Darren Rovell is a sports business reporter for CNBC.com. He writes some interesting stories about the behind-the-scenes aspect of sports that fans don’t always think about when they are watching the NFL or Major League Baseball on television.
I often find what he writes interesting, but he struck a nerve with me the other day with a post about how the Tampa Bay Rays making the World Series would negatively affect television ratings.
“Isn’t the great story of the FILL IN THE BLANK HERE team worth some eyeballs,” Rovell writes of what fans and radio hosts ask him each time a Cinderella team makes a run. “And the answer is no. The bottom line if the Rays make it to the World Series they’d arguably be the most anonymous team to ever make it there.”
To which I say “Who freaking cares.” Just because spoiled New Yorkers used to having their team(s) in the mix every season don’t make it for one lousy season, just because the favored Chicago Cubs and Los Angeles Angels of Anaheim both choked away their opportunities to make a run this season, just because TBS and/or Fox Sports didn’t get the major market teams they wanted to maximize the fattenization of their wallets, doesn’t mean that I have to feel badly about it. If none of those teams’ fans tune in should I feel bad for Fox?
I have nothing against the Boston Red Sox. I like a lot of their players and I admire how they’ve fought this far after trading away Manny Ramirez, who yes, quit on the team mid-season, and overcome his absence in the lineup.

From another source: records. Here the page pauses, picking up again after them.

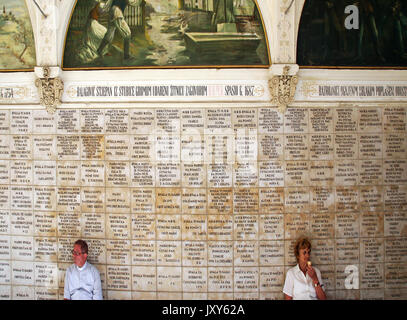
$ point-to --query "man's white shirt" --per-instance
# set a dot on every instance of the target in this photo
(300, 286)
(82, 283)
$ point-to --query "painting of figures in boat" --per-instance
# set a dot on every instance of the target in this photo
(349, 33)
(165, 33)
(17, 51)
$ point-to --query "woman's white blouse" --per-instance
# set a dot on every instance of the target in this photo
(300, 287)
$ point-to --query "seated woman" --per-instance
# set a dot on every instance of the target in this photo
(303, 282)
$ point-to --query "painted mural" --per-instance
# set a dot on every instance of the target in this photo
(165, 33)
(378, 37)
(17, 50)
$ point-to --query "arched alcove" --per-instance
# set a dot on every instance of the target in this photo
(369, 34)
(177, 33)
(17, 49)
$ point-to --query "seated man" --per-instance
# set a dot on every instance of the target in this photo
(82, 280)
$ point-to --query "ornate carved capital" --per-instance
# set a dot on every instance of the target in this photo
(282, 88)
(50, 90)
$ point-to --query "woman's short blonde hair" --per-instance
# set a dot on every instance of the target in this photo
(301, 243)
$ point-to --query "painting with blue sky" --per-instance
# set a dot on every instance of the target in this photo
(17, 50)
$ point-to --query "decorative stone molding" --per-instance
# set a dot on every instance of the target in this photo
(50, 89)
(283, 85)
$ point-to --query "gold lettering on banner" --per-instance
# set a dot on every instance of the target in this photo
(50, 90)
(282, 89)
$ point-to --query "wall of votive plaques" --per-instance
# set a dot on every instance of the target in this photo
(204, 203)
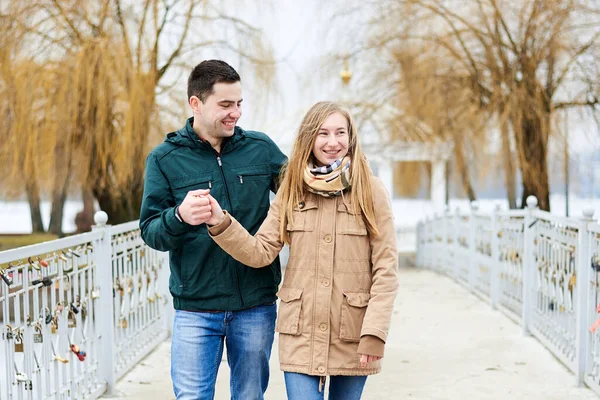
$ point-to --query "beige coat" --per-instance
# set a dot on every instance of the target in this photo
(339, 285)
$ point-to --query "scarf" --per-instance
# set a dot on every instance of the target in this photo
(330, 180)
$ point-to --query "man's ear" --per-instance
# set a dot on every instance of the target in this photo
(195, 104)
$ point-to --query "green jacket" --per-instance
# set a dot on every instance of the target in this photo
(203, 276)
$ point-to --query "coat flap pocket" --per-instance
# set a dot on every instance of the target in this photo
(307, 204)
(357, 299)
(191, 180)
(347, 207)
(252, 170)
(289, 294)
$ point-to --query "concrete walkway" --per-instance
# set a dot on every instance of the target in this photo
(445, 343)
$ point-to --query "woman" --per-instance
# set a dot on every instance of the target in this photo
(340, 282)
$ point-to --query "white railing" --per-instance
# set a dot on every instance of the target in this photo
(539, 269)
(77, 313)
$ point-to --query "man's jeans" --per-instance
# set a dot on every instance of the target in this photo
(197, 349)
(306, 387)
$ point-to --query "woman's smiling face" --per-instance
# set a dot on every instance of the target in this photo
(332, 140)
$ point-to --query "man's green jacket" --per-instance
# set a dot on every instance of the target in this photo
(204, 277)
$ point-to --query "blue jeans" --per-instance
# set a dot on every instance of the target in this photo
(197, 350)
(306, 387)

But whether it results in a ratings boon or not, the Rays would be a great, fantastic baseball story. This is a team that started out signing as many over-the-hill former stars as possible in an attempt to win early only to fail miserably and pretty much fall into anonymity and oblivion. Remember the Wade Boggs years? Fred McGriff’s final bow in 2004? Greg Vaughn? Jose “Needle Butt” Canseco?
This is a team that selected Bobby Abreau in the 1997 expansion draft and then traded him to Philly for shortstop Kevin Stocker. This team was a laughingstock.

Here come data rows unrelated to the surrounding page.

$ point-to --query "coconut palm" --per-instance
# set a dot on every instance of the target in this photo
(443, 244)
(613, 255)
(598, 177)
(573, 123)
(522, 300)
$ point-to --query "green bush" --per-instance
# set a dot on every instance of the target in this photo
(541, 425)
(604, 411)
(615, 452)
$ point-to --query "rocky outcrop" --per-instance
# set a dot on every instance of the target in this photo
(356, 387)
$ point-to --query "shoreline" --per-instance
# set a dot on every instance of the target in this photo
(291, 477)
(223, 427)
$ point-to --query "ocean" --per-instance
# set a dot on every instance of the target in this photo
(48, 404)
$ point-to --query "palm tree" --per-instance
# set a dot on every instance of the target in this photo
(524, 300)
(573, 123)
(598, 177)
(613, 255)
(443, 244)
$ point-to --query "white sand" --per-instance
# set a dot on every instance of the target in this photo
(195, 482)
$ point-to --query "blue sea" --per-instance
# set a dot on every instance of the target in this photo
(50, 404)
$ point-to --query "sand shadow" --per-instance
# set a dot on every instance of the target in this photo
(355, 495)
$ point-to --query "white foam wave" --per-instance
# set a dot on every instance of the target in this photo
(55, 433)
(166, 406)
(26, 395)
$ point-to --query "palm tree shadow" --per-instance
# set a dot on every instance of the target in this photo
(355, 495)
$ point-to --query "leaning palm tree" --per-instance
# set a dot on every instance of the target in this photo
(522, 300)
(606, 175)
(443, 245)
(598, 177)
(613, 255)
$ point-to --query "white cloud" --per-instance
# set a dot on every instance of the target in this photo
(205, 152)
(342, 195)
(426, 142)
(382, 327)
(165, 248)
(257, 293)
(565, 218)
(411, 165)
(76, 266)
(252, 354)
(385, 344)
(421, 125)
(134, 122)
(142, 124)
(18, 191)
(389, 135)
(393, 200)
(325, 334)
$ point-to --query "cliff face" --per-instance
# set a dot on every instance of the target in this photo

But then somewhere around 2004 the team started to get it. The Rays traded Victor Zambrano for Scott Kazmir, who now along with James Shields and Matt Garza (yes, Mr. Rovell, some of us would be able to name the Rays pitchers – without even looking their names up), anchors a young pitching rotation with the potential to dominate for years to come.

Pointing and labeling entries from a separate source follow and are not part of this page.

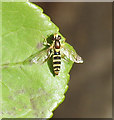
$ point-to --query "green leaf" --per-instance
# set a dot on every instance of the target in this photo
(29, 90)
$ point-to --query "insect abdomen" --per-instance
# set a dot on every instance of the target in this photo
(56, 61)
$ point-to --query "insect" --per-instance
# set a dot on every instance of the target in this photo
(57, 50)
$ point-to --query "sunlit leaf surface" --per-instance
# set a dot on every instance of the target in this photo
(29, 90)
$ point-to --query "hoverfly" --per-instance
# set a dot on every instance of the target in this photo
(57, 50)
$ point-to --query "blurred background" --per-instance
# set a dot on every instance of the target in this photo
(88, 28)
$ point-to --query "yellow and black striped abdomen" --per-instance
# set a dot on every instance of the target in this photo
(56, 61)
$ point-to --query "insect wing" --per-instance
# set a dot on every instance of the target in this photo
(41, 57)
(70, 53)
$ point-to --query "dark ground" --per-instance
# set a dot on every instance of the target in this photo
(88, 28)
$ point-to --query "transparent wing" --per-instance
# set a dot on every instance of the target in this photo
(41, 57)
(70, 53)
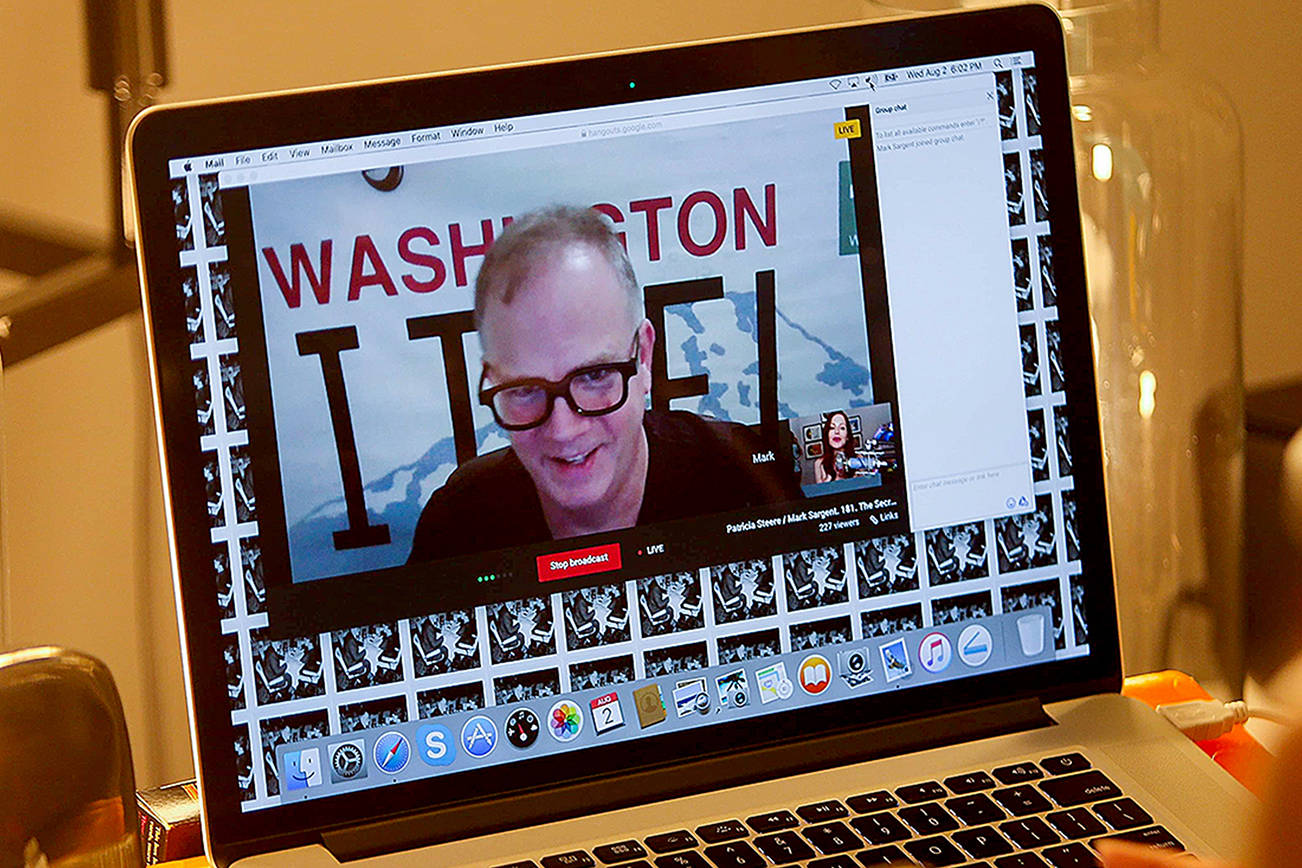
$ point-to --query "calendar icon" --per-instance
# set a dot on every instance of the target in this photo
(607, 713)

Guys like Carl Crawford and BJ Upton, though he’s still going through some prima donna phases, have developed into legitimate players while free agent signees Carlos Pena and Akinori Iwamura have contributed to the team’s offensive development as well.
This year, the third under the leadership of Manager Joe Maddon, the Rays brought up third base prospect Evan Longoria and he became arguably the last piece needed to make this team a playoff contender. And for the first time, the Rays held off the Yankees and the Red Sox and the Toronto Blue Jays and won the American League East.
This is a young team, an exciting team. And it’s a team that fans, other teams and yes, television executives, should get used to watching in the playoffs. This team isn’t going anywhere, at least as long as the Rays do the right thing and sign as much of this talent to long-term deals, as the Cleveland Indians did in the mid- and late-1990s.
Yes, I have nothing against the Red Sox. But I would love to see the Rays make the World Series so they can showcase the players that took this team from the doldrums and brought them to the pinnacle of Major League Baseball.
And if it happens to cost a few overpaid, overegoed executives at some major television networks a few advertising bucks in the process you’ll see nary a tear dropping from my eye.